Küçük ama güçlü: Mikrokuasar 

Max Planck Enstitüsü’nden bilim insanları, ilk kez düşük kütleli bir yıldız içeren mikrokuasarların da parçacık hızlandırdığını ortaya koydu.

Uzaydan Dünya’ya sürekli olarak parçacıklar yağıyor. Çoğu insan gökyüzünde ışık huzmeleri oluşturan meteorları yani “kayan yıldızları” görmüş olabilir. Ancak bilim insanlarının evrenin doğasını anlamasına yardımcı olan en önemli unsurlar, çıplak gözle görülmeyen, oldukça küçük ve hızlı hareket eden parçacıklar. Elektronlar ve protonlar gibi yüklü atom altı parçacıklar, evrende bilinen en hızlı parçacıklar arasında yer alıyor ve “kozmik ışınlar” olarak adlandırılıyor.  
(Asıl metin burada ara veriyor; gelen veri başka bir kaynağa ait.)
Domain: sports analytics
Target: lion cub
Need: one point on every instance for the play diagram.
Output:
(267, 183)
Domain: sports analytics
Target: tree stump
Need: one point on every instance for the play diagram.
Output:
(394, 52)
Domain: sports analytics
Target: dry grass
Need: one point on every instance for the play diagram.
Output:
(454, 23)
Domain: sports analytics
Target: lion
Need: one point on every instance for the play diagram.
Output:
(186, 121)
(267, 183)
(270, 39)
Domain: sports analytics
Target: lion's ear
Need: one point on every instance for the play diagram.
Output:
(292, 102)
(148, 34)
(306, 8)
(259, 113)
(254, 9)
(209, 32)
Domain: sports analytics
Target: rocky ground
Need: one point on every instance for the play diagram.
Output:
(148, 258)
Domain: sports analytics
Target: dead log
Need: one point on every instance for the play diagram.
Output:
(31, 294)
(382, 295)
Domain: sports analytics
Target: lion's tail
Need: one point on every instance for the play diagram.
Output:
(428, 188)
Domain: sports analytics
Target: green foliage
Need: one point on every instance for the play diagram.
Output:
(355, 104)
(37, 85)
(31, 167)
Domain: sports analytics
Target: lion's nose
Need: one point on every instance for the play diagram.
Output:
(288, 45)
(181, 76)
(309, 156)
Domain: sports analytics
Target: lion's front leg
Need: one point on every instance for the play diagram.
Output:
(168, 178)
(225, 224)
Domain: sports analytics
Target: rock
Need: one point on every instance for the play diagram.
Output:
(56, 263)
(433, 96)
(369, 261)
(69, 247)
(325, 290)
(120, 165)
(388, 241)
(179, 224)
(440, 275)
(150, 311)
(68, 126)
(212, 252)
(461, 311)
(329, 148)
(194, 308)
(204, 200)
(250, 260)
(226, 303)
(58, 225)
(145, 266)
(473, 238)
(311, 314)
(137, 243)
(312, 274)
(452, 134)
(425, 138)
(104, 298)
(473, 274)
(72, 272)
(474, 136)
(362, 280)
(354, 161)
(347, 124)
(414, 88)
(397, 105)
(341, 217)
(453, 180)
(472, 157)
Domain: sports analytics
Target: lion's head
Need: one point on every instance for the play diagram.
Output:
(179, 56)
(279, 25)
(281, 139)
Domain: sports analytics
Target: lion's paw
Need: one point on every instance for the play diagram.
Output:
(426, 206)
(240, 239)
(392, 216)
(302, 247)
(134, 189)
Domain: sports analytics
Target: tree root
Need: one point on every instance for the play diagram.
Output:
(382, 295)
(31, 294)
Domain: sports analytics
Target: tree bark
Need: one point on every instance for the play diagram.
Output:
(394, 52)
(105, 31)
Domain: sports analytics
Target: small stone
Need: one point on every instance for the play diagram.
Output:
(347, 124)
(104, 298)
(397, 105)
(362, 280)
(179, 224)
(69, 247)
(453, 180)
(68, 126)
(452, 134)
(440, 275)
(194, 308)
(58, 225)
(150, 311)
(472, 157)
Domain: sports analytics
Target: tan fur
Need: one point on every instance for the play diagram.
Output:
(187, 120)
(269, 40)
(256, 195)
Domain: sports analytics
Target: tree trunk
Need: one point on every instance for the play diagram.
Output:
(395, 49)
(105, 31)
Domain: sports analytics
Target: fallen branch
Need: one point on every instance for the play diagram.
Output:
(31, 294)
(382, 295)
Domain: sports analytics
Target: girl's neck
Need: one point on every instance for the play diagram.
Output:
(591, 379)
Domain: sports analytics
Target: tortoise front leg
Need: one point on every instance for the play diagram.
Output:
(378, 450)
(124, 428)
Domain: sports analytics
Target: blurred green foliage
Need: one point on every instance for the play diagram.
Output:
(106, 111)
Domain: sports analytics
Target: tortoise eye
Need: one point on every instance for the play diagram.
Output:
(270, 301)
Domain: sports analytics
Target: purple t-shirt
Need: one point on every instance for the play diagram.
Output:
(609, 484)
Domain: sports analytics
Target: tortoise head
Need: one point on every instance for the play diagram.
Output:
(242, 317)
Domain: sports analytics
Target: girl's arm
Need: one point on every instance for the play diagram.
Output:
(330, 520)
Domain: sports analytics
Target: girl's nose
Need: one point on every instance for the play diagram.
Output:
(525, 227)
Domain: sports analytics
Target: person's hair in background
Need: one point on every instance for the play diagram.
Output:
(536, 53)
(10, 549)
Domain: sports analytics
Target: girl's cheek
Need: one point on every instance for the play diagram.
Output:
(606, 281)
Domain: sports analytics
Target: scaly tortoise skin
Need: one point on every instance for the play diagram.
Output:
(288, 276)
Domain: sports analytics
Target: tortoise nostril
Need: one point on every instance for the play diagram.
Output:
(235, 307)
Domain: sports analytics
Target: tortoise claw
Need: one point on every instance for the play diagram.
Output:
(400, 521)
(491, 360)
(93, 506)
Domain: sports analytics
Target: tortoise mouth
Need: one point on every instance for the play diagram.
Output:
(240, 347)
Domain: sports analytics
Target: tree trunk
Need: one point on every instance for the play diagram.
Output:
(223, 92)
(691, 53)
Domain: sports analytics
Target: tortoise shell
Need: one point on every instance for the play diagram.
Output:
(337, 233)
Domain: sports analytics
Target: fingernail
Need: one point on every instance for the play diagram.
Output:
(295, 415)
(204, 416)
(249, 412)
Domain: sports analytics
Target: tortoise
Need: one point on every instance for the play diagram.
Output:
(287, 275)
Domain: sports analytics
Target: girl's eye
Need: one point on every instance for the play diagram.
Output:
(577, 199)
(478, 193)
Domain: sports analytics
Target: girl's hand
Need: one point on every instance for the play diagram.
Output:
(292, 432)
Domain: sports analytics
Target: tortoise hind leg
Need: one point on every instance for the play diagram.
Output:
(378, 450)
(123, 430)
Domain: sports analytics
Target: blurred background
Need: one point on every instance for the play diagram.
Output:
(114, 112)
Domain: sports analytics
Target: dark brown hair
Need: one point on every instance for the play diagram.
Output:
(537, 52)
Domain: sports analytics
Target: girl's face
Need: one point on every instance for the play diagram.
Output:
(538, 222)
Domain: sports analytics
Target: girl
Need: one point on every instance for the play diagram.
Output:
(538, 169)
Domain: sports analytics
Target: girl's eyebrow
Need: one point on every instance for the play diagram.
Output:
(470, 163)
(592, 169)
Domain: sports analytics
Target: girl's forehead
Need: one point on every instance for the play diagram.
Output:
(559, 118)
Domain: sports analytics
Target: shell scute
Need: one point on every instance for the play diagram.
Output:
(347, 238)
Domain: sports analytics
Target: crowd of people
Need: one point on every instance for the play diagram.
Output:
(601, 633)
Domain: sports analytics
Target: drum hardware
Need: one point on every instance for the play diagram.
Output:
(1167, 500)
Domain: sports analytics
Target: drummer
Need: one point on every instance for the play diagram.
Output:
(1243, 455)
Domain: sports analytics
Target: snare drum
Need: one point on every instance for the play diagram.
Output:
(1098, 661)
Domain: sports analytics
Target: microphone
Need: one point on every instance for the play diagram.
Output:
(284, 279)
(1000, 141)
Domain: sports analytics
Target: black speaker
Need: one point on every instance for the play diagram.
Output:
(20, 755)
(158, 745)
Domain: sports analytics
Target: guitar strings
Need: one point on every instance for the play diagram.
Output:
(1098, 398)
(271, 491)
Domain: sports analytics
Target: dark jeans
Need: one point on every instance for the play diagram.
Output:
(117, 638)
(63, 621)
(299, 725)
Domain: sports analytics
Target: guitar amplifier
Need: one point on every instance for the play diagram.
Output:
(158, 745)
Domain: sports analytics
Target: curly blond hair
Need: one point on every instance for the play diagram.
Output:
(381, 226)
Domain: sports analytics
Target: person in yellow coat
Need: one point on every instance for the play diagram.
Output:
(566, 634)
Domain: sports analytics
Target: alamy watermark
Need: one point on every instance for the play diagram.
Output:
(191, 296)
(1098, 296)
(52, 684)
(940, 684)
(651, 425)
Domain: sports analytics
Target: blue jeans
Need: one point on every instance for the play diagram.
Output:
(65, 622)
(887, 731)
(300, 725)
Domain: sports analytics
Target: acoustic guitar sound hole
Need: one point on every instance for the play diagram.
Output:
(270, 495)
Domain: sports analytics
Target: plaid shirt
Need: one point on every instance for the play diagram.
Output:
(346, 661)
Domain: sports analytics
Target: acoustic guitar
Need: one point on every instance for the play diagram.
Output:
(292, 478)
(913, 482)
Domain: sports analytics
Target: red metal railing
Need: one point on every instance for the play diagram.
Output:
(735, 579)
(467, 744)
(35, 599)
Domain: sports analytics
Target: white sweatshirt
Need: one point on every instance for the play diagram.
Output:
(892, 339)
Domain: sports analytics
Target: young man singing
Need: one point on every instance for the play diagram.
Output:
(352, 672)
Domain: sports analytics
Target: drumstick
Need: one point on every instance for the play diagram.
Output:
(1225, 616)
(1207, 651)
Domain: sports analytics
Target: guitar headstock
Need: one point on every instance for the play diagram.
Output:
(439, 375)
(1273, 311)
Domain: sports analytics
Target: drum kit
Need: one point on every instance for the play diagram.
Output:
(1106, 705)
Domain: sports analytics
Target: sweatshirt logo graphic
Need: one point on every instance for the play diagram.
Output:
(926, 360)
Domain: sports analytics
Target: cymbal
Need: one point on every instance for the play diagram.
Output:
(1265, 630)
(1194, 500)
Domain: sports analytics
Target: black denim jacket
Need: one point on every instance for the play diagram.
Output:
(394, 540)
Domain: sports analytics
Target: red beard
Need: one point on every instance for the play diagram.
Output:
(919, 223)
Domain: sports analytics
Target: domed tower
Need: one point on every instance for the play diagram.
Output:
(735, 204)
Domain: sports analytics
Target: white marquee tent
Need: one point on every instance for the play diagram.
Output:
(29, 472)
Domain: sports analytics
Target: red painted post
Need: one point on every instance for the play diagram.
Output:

Bu kozmik ışınların tam olarak nereden geldiği ve nasıl bu kadar yüksek enerjilere ulaştığı, astrofizik dünyasının en büyük gizemlerinden biri olmaya devam ediyor. Bilim insanları, kara deliklerin çevresinden dışarı fırlayan yüksek hızlı madde akışlarının (jetlerin), bu parçacıkların hızlandırılması için ideal ortamlar olabileceğini düşünüyor. Ancak bu süreçlerin nasıl gerçekleştiği ve hangi koşullarda ortaya çıktığı tam olarak bilinmiyor.  

Samanyolu Galaksisi içinde en güçlü jetler, mikrokuasar adı verilen sistemlerde bulunuyor. Mikrokuasarlar, bir yıldız ve bir kara delikten oluşan çift yıldız sistemleri olarak biliniyor. Bu sistemlerde kara delik, yörüngesinde dolanan yıldızdan madde çekmeye başlıyor. Bu süreçte, kara deliğin yakınlarından ışık hızına yakın hızlarda fırlatılan jetler oluşuyor.  

Son yıllarda, mikrokuasarların da etkili parçacık hızlandırıcılar olduğu yönünde kanıtlar artmaya başladı. Ancak bu sistemlerin tamamının mı yoksa yalnızca bazı güçlü örneklerinin mi parçacık hızlandırabildiği sorusu net değildi.   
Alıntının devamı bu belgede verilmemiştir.